Therapeutic advances for the management of adult T cell leukemia: Where do we stand?

机构信息

Department of Experimental Pathology, Immunology and Microbiology, Faculty of Medicine, American University of Beirut, Beirut, Lebanon.

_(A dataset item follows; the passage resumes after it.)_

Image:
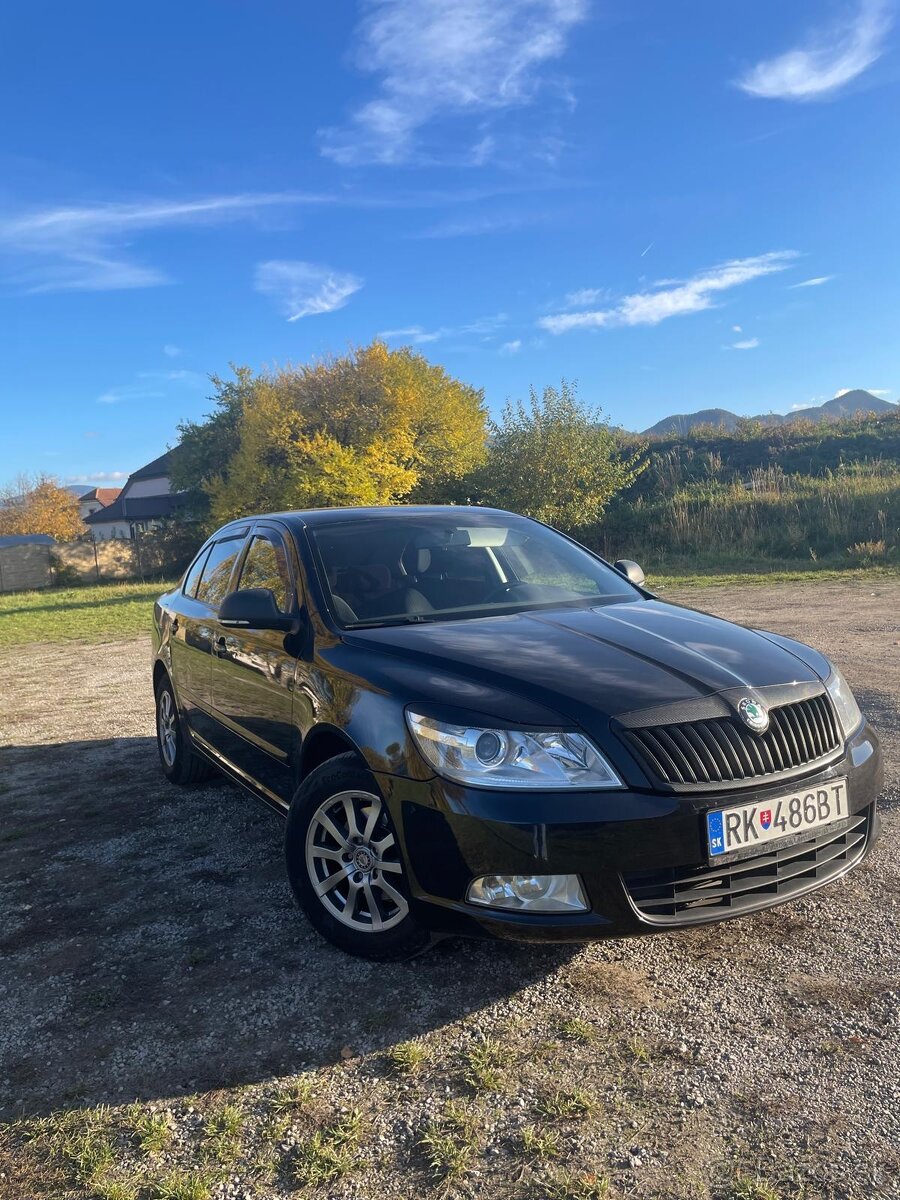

Institut Imagine-INSERM, U1163, Necker Hospital, University of Paris, Paris, France; Department of Hematology, Necker Hospital, University of Paris, Assistance Publique Hôpitaux de Paris, Paris, France.

出版信息

Leuk Res. 2024 Dec;147:107598. doi: 10.1016/j.leukres.2024.107598. Epub 2024 Oct 2.

Abstract

Adult T cell leukemia (ATL) is an aggressive blood malignancy secondary to chronic infection with the human T cell leukemia virus type I (HTLV-1) retrovirus. ATL encompasses four subtypes (acute, lymphoma, chronic, and smoldering), which exhibit different clinical characteristics and respond differently to various treatment strategies. Yet, all four subtypes are characterized by a dismal long-term prognosis and a low survival rate. While antiretroviral therapy improves overall survival outcomes in smoldering and chronic subtypes, survival remains poor in lymphoma subtypes despite their good response to intensive chemotherapy. Nonetheless, acute ATL remains the most aggressive form associated with profound immunosuppression, chemo-resistance and dismal prognosis. Targeted therapies such as monoclonal antibodies, epigenetic therapies, and arsenic/IFN, emerged as promising therapeutic approaches in ATL. Allogeneic hematopoietic cell transplantation is the only potentially curative modality, alas applicable to only a small percentage of patients. The recent findings demonstrating the expression of the viral oncoprotein Tax in primary ATL cells from patients with acute or chronic ATL, albeit at low levels, and their dependence on continuous Tax expression for their survival, position ATL as a virus-addicted leukemia and validates the rationale of anti-viral treatment strategies. This review provides a comprehensive overview on conventional, anti-viral and targeted therapies of ATL, with emphasis on Tax-targeted therapied in the pre-clinical and clinical settings.

摘要

成人 T 细胞白血病(ATL)是一种侵袭性血液恶性肿瘤,继发于人类 T 细胞白血病病毒 I 型(HTLV-1)逆转录病毒的慢性感染。ATL 包括四种亚型(急性、淋巴瘤、慢性和亚临床),它们表现出不同的临床特征,对各种治疗策略的反应也不同。然而,所有四种亚型都具有预后不良、生存率低的特点。虽然抗逆转录病毒疗法改善了亚临床和慢性亚型的总体生存结局,但淋巴瘤亚型的生存率仍然很差,尽管它们对强化化疗有良好的反应。然而,急性 ATL 仍然是与严重免疫抑制、化疗耐药和预后不良相关的最具侵袭性形式。靶向治疗,如单克隆抗体、表观遗传治疗和砷/IFN,已成为 ATL 有前途的治疗方法。异基因造血细胞移植是唯一潜在的治愈方式,但仅适用于一小部分患者。最近的研究结果表明,病毒癌蛋白 Tax 在急性或慢性 ATL 患者的原发性 ATL 细胞中表达,尽管水平较低,但它们的存活依赖于持续的 Tax 表达,这将 ATL 定位为一种依赖病毒的白血病,并验证了抗病毒治疗策略的合理性。本文综述了 ATL 的常规、抗病毒和靶向治疗方法,重点介绍了 Tax 靶向治疗在临床前和临床环境中的应用。